Templo del Maestro (Spanish for 'Temple of the Teacher') is a historic Beaux Arts building from 1935 that originally served as the seat of the Puerto Rico Teachers Association (Spanish: Asociación de Maestros de Puerto Rico). The building faces the Luis Muñoz Rivera Park and Supreme Court Building across Juan Ponce de León Avenue in the Puerta de Tierra historic district, a sequence of historically and culturally significant buildings and monuments that includes the Puerto Rico National Library, the Athenaeum and El Capitolio.

== Design & history ==
Templo del Maestro was designed by Joseph O'Kelly in the Beaux-Arts style of Classical Revival architecture; it particularly integrates elements inspired by Moorish and Mughal architecture, evident in its multifoil arches, courtyard arcades and geometrical façade ornamentations. It was then built by civil engineer Gabriel Martínez Guzmán, and inaugurated in a public ceremony led by Puerto Rico governor Blanton C. Winship in which it was blessed by Edwin Byrne, the then Bishop of San Juan.

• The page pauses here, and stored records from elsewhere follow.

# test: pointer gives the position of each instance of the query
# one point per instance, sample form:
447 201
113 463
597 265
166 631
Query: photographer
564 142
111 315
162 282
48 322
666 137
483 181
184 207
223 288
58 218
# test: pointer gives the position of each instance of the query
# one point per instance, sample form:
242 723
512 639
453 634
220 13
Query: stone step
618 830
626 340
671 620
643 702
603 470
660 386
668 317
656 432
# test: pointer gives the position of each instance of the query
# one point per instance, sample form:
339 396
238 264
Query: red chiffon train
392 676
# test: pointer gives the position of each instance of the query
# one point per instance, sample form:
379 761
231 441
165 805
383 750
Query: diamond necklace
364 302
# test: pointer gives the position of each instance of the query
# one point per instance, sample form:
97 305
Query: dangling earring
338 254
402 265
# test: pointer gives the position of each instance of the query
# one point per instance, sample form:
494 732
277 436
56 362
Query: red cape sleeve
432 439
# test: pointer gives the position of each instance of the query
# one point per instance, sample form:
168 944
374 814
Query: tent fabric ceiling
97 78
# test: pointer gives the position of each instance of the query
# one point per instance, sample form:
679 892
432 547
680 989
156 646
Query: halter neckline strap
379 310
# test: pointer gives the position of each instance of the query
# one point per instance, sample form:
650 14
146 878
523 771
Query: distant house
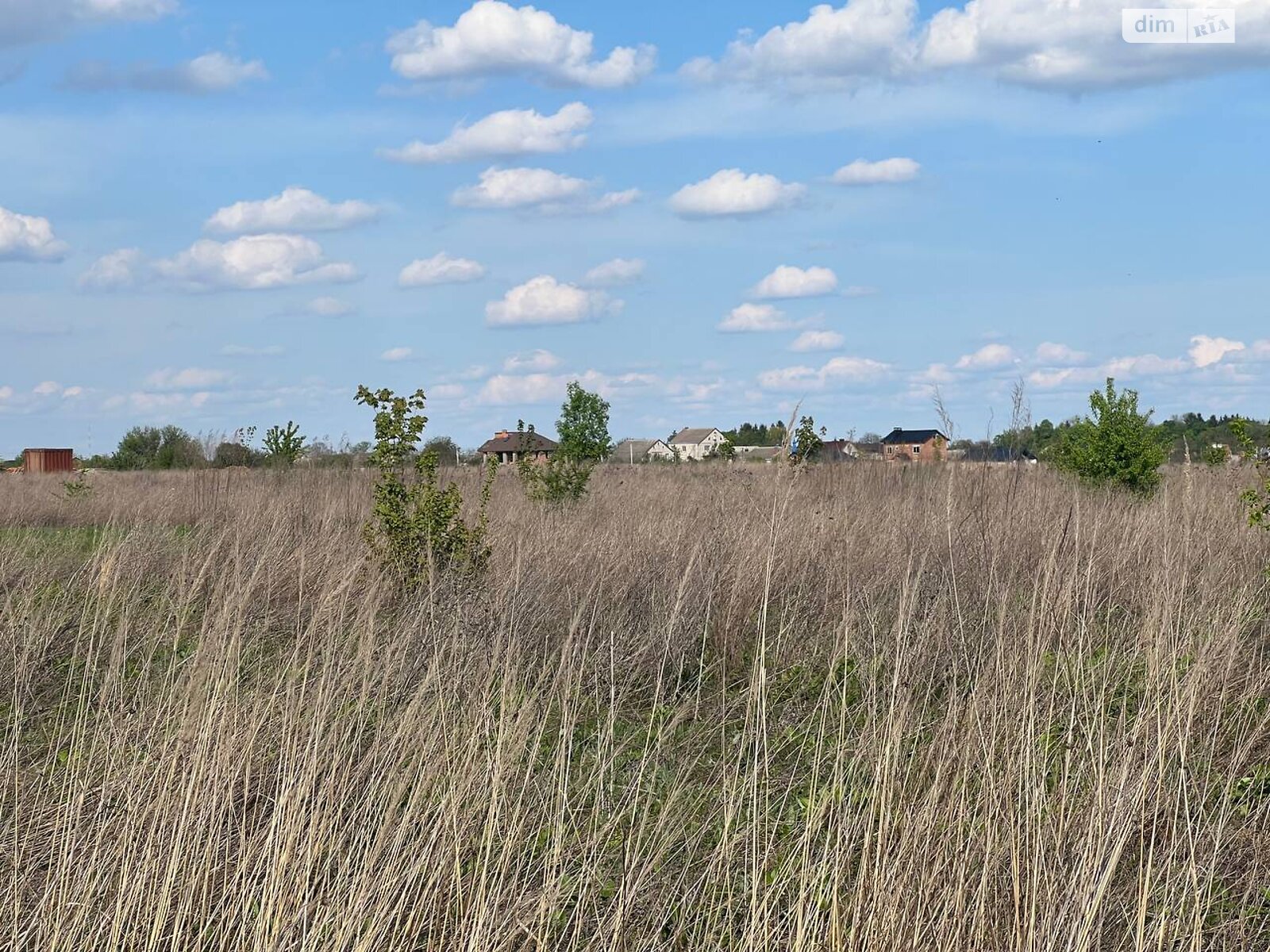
914 446
514 446
836 451
641 451
696 443
48 461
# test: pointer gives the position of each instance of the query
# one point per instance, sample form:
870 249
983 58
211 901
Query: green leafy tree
583 442
444 448
1113 447
1216 456
229 454
583 425
158 448
1257 501
283 444
417 528
806 441
554 482
757 435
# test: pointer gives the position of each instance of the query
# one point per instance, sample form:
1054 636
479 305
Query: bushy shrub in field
1115 446
1257 499
417 528
158 448
283 444
584 441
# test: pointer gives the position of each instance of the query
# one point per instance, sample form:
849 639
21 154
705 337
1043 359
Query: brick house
914 446
514 446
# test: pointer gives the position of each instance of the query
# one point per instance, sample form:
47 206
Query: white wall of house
698 451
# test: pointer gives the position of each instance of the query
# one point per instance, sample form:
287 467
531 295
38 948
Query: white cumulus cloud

In addition to the Puerto Rico Teachers Association, the building also hosted numerous political and legal events such as the 1937 Hays Committee hearings on the language of use in public education and in defense of civil liberties in the aftermath of events such as the 1937 Ponce massacre. Templo del Maestro served as the headquarters of the Puerto Rico Teachers Association for only seven years. It was then used by the United States Army and Navy as a recreational and social facility for the nearby Naval Air Station of Isla Grande (today the Fernando Luis Ribas Dominicci Airport) until the end of World War II when it temporarily passed on to the Commission of Parks and Recreation (now known as the Puerto Rico Department of Sports and Recreation) due to its proximity to other government buildings and the Sixto Escobar Stadium. The last tenant was the Bureau of Special Investigations of the Puerto Rico Department of Justice which made infrastructural upgrades to the building. The building was last owned by the Industrial Development Company of Puerto Rico (PRIDCO). Although there was public interest in revitalizing the building and opening it as the new seat of the Puerto Rican Academy of Jurisprudence and Legislation (Academia Puertorriqueña de Jurisprudencia y Legislación) in 2017, as of 2023 it remains abandoned and its interior in a state of decay. Despite its current state the building retains its architectural integrity, and it was added to the National Register of Historic Places in 2016.